Remote Mode

Remote mode is a way to use the PyTriton with the Triton Inference Server running remotely (at this moment it must be deployed on the same machine, but may be launched in a different container).

To bind the model in remote mode, it is required to use the RemoteTriton class instead of Triton. Only difference of using RemoteTriton is that it requires the triton url argument in the constructor.

Example of binding a model in remote mode

Example below assumes that the Triton Inference Server is running on the same machine (launched with PyTriton in separate python script).
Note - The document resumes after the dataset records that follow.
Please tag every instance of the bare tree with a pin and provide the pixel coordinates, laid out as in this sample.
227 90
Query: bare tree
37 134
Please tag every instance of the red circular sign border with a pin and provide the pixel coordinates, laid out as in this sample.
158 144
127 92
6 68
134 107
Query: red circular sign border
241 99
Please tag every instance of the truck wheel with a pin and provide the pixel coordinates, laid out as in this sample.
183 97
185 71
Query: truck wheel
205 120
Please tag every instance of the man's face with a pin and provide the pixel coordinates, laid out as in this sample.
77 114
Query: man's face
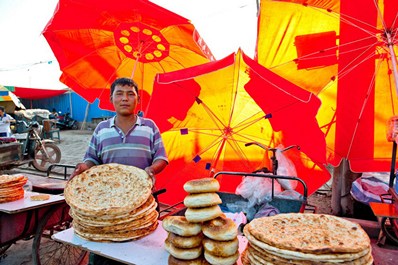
124 99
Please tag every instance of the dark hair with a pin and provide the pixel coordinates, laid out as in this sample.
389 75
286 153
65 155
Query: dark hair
124 81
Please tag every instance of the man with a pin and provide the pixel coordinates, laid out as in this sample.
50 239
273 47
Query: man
125 139
5 122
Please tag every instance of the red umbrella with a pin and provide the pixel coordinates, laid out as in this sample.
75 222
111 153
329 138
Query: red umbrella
98 41
214 109
345 53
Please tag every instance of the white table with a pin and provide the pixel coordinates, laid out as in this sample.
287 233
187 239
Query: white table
26 203
145 251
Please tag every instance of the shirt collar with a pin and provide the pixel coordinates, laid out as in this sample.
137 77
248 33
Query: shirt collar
138 121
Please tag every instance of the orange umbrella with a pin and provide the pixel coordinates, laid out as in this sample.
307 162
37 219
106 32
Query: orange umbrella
345 53
214 109
98 41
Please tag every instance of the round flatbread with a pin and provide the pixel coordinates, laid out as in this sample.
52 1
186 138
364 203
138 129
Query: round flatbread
322 233
108 189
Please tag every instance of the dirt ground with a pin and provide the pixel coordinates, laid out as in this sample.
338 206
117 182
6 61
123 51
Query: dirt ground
73 145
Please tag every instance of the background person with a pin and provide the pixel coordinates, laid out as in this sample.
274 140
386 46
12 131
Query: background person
5 122
125 139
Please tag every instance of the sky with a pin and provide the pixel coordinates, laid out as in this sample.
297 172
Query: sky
27 60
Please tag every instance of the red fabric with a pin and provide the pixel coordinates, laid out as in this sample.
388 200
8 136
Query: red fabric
339 52
37 93
106 40
208 112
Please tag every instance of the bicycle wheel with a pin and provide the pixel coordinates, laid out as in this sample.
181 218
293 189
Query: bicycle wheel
46 251
41 162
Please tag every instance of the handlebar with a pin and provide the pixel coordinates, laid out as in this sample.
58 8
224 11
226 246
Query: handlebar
273 149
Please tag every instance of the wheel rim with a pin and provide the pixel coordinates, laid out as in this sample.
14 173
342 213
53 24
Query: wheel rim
49 252
41 162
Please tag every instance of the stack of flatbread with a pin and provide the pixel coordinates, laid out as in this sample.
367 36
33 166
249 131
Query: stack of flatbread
11 187
112 202
298 238
204 235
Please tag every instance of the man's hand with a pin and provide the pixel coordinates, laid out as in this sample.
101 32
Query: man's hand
151 173
80 168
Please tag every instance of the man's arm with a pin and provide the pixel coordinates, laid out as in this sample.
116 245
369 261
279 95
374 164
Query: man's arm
80 168
155 168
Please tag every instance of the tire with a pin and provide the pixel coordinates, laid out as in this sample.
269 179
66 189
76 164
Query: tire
41 162
47 251
3 250
388 229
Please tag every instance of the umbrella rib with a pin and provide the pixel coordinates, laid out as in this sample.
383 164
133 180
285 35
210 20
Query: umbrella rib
365 102
212 115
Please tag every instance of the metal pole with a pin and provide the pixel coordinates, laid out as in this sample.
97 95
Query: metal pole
390 44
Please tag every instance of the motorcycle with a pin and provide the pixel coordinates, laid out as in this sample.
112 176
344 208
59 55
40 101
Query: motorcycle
66 122
28 147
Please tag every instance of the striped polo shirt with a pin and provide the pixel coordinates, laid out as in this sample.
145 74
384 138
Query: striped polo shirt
140 147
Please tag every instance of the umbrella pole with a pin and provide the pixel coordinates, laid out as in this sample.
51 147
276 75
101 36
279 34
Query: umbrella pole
393 59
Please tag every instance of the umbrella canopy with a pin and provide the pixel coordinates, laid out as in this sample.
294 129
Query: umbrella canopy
35 93
97 41
346 56
9 101
208 113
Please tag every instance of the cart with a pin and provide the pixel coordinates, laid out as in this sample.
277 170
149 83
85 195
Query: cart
282 204
25 219
387 210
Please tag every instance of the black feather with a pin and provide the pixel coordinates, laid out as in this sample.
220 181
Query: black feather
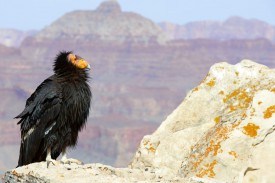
55 112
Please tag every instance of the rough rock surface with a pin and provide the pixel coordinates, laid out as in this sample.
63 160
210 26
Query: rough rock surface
224 129
222 132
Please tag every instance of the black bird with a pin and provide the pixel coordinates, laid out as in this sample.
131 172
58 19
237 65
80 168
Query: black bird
55 112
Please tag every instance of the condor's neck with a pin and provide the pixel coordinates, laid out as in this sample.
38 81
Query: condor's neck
72 76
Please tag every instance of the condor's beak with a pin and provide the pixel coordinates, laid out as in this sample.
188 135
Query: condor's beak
88 67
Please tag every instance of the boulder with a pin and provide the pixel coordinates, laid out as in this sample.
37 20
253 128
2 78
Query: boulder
224 128
223 131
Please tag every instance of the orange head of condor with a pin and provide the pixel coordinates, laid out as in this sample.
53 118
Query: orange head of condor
78 61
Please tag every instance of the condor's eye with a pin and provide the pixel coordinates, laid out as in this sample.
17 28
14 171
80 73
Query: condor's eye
72 58
78 62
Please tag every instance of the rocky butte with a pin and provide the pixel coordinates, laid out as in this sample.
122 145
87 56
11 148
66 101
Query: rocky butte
106 23
223 131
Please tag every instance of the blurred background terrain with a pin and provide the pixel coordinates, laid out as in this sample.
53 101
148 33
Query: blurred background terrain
141 71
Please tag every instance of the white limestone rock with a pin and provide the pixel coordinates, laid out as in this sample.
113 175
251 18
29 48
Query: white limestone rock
224 129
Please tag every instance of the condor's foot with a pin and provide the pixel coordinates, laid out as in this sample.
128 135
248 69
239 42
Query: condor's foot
49 158
70 161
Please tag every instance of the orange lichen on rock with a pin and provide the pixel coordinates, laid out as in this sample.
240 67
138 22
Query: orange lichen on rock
152 149
269 111
195 89
217 119
212 149
211 83
208 169
238 99
233 153
251 129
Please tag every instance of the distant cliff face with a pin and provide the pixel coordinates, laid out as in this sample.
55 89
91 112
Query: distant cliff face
13 38
107 23
232 28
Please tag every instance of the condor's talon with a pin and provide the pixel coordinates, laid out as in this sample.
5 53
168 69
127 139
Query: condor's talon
49 158
71 160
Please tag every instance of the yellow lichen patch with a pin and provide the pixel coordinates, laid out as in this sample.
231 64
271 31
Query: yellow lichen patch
217 119
208 170
152 149
238 99
202 151
233 153
251 129
252 112
195 89
269 111
211 83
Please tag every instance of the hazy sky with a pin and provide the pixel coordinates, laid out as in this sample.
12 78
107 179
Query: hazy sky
33 14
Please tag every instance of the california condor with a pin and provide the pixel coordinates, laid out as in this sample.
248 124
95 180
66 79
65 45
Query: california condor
56 112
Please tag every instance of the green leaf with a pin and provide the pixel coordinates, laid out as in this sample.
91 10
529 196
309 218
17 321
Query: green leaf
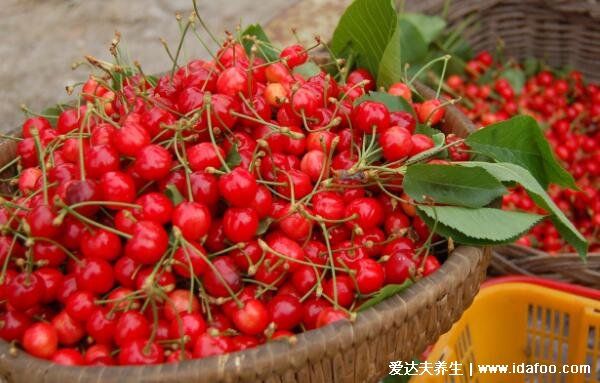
383 294
366 27
307 70
393 103
520 141
174 194
265 49
506 172
515 77
452 185
438 150
430 27
233 157
405 46
426 130
481 226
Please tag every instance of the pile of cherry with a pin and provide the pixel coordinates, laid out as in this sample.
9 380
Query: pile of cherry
569 109
206 212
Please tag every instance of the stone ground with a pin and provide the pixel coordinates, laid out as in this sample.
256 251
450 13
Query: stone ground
40 39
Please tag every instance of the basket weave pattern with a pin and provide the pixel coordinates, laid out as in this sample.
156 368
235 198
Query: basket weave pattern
560 32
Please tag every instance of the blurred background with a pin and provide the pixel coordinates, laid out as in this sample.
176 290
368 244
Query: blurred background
42 38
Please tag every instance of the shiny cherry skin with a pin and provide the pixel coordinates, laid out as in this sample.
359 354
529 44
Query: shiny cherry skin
238 187
148 243
240 224
141 352
193 219
226 271
40 340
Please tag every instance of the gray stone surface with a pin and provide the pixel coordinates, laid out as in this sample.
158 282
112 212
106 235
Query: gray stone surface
40 39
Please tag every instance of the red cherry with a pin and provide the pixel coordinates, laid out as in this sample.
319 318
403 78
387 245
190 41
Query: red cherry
402 90
47 252
370 276
189 325
233 81
249 255
13 325
130 139
100 244
396 143
262 202
153 162
344 288
84 191
420 143
190 260
95 275
370 115
39 123
240 224
117 187
330 315
312 309
203 155
68 330
40 340
68 357
253 318
80 305
140 352
69 120
299 182
208 345
328 205
193 219
40 220
224 271
25 290
286 311
286 247
130 326
368 213
148 244
52 280
155 207
431 112
99 160
397 224
205 188
180 301
101 325
239 187
294 55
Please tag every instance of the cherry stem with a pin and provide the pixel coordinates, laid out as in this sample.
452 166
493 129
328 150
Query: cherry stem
91 222
208 106
214 270
42 161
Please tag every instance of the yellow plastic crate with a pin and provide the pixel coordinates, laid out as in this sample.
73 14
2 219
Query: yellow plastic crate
522 320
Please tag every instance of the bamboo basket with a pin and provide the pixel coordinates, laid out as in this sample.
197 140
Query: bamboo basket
396 329
563 33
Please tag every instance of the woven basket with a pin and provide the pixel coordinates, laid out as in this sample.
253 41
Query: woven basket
562 33
396 329
568 267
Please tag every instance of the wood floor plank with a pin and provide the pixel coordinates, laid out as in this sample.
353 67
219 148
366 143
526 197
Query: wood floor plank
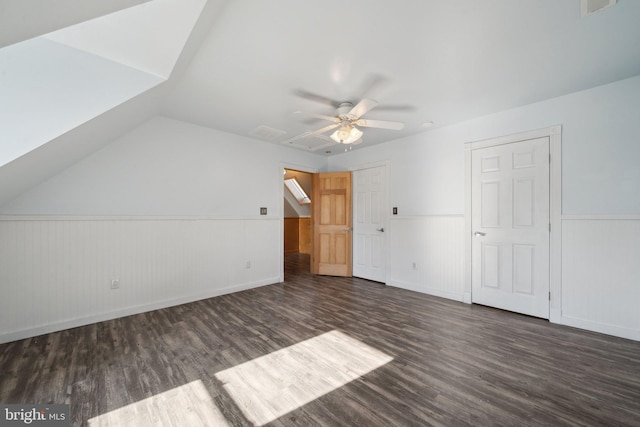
452 363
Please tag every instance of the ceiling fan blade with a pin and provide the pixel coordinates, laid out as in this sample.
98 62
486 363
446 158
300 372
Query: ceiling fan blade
382 124
295 138
317 98
362 107
318 116
325 129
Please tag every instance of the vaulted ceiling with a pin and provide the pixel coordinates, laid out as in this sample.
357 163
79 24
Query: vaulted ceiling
246 66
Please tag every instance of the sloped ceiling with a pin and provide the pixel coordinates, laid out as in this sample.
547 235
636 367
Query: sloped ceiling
422 60
68 94
251 63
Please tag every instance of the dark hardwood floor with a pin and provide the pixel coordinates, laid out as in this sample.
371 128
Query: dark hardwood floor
453 364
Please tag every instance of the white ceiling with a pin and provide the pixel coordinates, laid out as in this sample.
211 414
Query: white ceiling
246 62
422 60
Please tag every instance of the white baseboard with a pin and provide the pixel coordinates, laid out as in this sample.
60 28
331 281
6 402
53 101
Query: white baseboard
429 291
128 311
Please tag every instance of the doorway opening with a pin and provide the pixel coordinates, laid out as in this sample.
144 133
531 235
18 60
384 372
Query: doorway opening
298 188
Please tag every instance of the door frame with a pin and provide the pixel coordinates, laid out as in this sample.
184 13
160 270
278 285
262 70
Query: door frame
283 166
387 165
554 133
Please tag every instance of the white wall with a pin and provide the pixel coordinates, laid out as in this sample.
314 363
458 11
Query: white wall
600 182
171 210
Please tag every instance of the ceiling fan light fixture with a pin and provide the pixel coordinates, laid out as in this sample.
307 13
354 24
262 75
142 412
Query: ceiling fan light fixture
346 134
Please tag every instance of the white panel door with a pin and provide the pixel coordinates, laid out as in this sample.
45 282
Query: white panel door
369 219
510 225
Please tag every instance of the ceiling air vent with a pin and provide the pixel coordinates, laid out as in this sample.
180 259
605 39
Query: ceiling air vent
267 133
590 6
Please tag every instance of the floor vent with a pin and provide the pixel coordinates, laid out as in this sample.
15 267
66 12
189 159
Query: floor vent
591 6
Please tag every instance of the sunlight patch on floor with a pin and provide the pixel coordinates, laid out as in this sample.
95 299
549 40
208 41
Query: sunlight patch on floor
270 386
187 405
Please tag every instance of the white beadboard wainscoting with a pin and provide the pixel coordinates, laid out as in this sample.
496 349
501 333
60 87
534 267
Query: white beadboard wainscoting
601 274
426 254
57 272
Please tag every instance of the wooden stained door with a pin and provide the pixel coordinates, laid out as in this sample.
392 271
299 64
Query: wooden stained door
331 216
510 225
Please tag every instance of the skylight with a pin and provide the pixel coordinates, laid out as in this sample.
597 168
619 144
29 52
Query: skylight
54 83
297 191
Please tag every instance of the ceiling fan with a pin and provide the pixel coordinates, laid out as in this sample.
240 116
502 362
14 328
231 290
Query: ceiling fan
346 121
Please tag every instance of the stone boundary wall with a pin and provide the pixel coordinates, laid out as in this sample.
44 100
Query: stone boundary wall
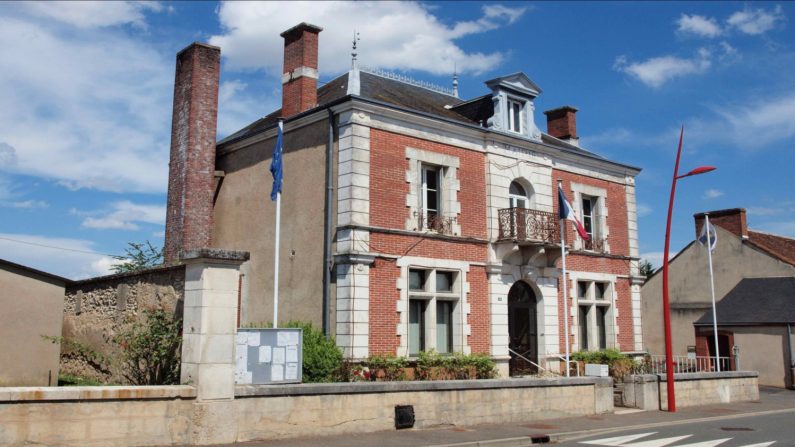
171 415
96 309
649 391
RemoteTriton binds remote model to existing Triton Inference Server. When RemoteTriton is closed, the model is unloaded from the server.

import numpy as np

from pytriton.decorators import batch
from pytriton.model_config import ModelConfig, Tensor
from pytriton.triton import RemoteTriton, TritonConfig

triton_config = TritonConfig(
    cache_config=[f"local,size={1024 * 1024}"],  # 1MB
)

@batch
def _add_sub(**inputs):
    a_batch, b_batch = inputs.values()
    add_batch = a_batch + b_batch
    sub_batch = a_batch - b_batch
    return {"add": add_batch, "sub": sub_batch}

with RemoteTriton(url='localhost') as triton:
    triton.bind(
        model_name="AddSub",
        infer_func=_add_sub,
        inputs=[Tensor(shape=(1,), dtype=np.float32), Tensor(shape=(1,), dtype=np.float32)],
        outputs=[Tensor(shape=(1,), dtype=np.float32), Tensor(shape=(1,), dtype=np.float32)],
        config=ModelConfig(max_batch_size=8, response_cache=True)
    )
    triton.serve()